Jour 4. Vendredi 5 avril, explorateurs du mélange jazz cosmique – psyché arabe

Inédit en France : la scène expérimentale du Caire. Ce soir on se fie au choix de La Dynamo, avec l’espoir secret de revivre une expérience aussi forte que celle de l’an dernier avec Joshua Abrams, dont on ne s’est toujours pas remis. En première partie la chanteuse Nadah El Shazly propose un univers envoûtant, plus acoustique que ce que l’on pensait sur papier. Le vibrato et les glissés de son guitariste transpercent le cœur comme ceux d’un violon. Et pour cause, il joue sans frettes, sans les petites barres métalliques perpendiculaires aux cordes. Puis le guitariste Maurice Louca nous embarque dans une traversée, d’une traite, avec neuf musiciens et Nadah en invitée. Pour cette prog avant-gardiste de toute beauté, pour l’odyssée hypnotique Elephantine de Maurice Louca qui nous marquera durablement, on a juste envie de dire merci Banlieues Bleues.

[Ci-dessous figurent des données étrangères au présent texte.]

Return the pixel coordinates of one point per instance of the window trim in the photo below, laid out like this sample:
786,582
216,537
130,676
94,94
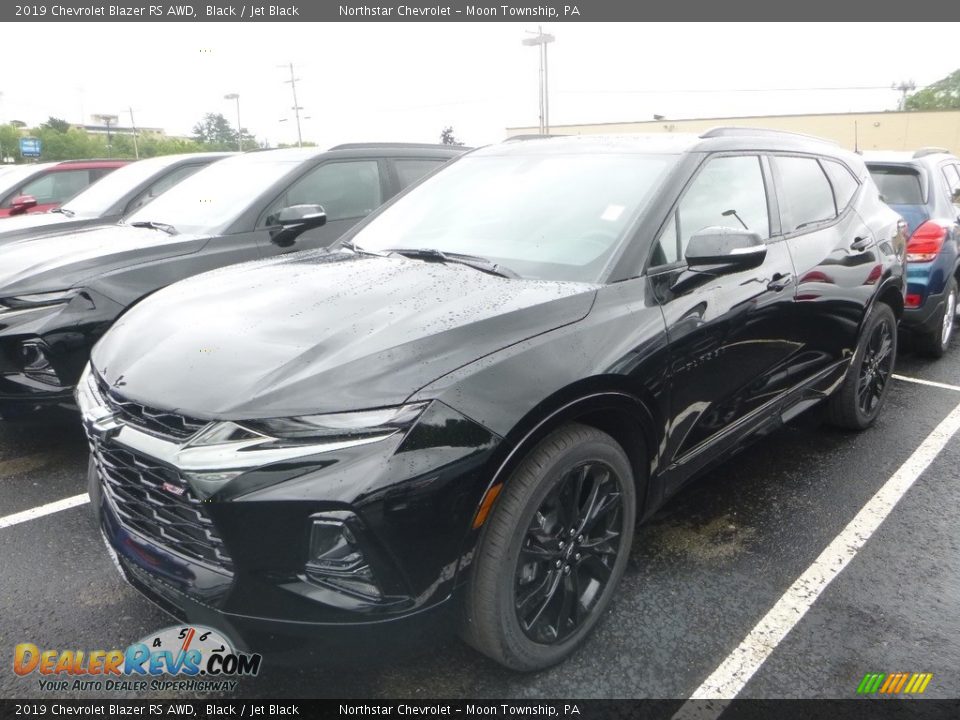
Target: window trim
819,224
385,193
651,270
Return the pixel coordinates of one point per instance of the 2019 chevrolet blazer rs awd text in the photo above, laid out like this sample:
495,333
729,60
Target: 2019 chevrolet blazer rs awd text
476,393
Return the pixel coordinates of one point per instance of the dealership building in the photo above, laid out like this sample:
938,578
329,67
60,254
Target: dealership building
891,130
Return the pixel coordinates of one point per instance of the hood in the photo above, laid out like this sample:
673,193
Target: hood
62,261
915,215
321,332
40,224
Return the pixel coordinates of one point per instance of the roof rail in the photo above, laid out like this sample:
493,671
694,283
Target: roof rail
923,152
738,131
374,146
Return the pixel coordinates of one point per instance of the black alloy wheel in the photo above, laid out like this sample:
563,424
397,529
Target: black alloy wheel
553,549
568,554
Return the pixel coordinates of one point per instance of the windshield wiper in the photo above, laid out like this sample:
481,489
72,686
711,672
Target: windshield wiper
348,244
477,263
169,229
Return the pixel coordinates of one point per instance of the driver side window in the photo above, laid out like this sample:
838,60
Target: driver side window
346,190
728,192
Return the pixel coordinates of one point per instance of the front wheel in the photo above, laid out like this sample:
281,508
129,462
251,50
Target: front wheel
857,403
553,550
936,342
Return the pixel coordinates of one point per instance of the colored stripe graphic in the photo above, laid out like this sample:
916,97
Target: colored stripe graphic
894,683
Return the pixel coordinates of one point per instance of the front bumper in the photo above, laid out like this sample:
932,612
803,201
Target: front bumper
413,498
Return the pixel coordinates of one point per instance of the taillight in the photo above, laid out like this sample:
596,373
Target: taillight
926,242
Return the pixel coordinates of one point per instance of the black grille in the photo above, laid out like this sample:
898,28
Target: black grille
155,502
157,422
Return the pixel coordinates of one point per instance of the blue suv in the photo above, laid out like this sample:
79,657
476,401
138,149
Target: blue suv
924,187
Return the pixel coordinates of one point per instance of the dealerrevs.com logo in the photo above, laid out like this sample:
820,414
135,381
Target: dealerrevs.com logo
202,657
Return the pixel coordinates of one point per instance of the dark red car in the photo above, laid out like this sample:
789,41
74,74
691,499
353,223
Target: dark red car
45,186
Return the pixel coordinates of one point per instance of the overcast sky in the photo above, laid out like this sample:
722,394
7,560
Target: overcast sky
406,81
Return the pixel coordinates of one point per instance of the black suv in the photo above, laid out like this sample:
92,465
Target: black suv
477,392
924,187
59,293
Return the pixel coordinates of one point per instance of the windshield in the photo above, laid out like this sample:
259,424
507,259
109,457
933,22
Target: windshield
898,185
547,217
214,197
103,194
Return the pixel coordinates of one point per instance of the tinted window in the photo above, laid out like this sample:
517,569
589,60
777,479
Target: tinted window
844,183
898,185
57,187
728,192
805,194
409,171
550,217
346,190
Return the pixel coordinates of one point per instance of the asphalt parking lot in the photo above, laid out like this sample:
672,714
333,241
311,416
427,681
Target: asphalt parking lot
702,574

Jour 5. Lundi 8 avril, 22h00, explorateurs d’une folk douloureuse et envoûtante

A La Dynamo toujours, ce soir le guitariste et compositeur hongrois Csaba Palotaï présente son nouvel album, Antiquity. En trio avec Rémi Sciuto au saxophone et Steve Argüelles à la batterie. C’est d’emblée splendide et envoûtant, avec une qualité de son parfaite. Il y a une épaisseur de son énorme : l’espace sonore est tapissé par les effets de réverb, d’écho, dont joue le guitariste. C’est comme si chaque parcelle de l’air, enveloppée de ces compositions folk, se chargeait de senteurs de terre humide libérées par la pluie. Et puis on ressent une espèce de douleur contenue, de tristesse dans les mélodies composées par Csaba. Comme le suintement des cicatrices de la mémoire. Une atmosphère d’effluves d’alcool. Un antidote à la sobriété.

Le bilan

Côté concerts

L’uppercut

Expéka Trio : coup de poing du flow, spiritualité de la flûte et roulements du tambour guadeloupéen

L’expérience forte

The Maurice Louca Elephantine Band : odyssée hypnotique, jouée d’une traite

L’envoûtement

Csaba Palotaï : folk douloureuse et envoûtante

Côté festival

On a aimé

- Les concerts inédits

- Les retrouvailles avec les amis qu’on a connus au festival

On a moins aimé

- L’absence de disques de The Maurice Louca Elephantine Band, on en aurait bien acheté sur place

Infos pratiques

Prix de la bière

3,5 euros (La Marbrerie), 3 euros (La Dynamo)

Prix du vin

3 euros (L’Atelier du Plateau), 3 euros (La Dynamo)

Prix de la nourriture

4 euros l’entrée (La Marbrerie, L’Atelier du Plateau), 10 euros le plat (La Dynamo)

Transports

La Marbrerie métro Mairie de Montreuil, L’Atelier du Plateau métro Jourdain, La Dynamo métro Aubervilliers Pantin Quatre Chemins

Conclusion

Notre Banlieues Bleues 2019 n’est qu’un échantillon du festival qui programme également des têtes d’affiche locomotives, des plateaux rap, rock, jazz. On aura cette année privilégié quelques inédits d’un festival jamais dans la copie, toujours dans la bonne direction, celle des explorateurs de sons. A l’année prochaine.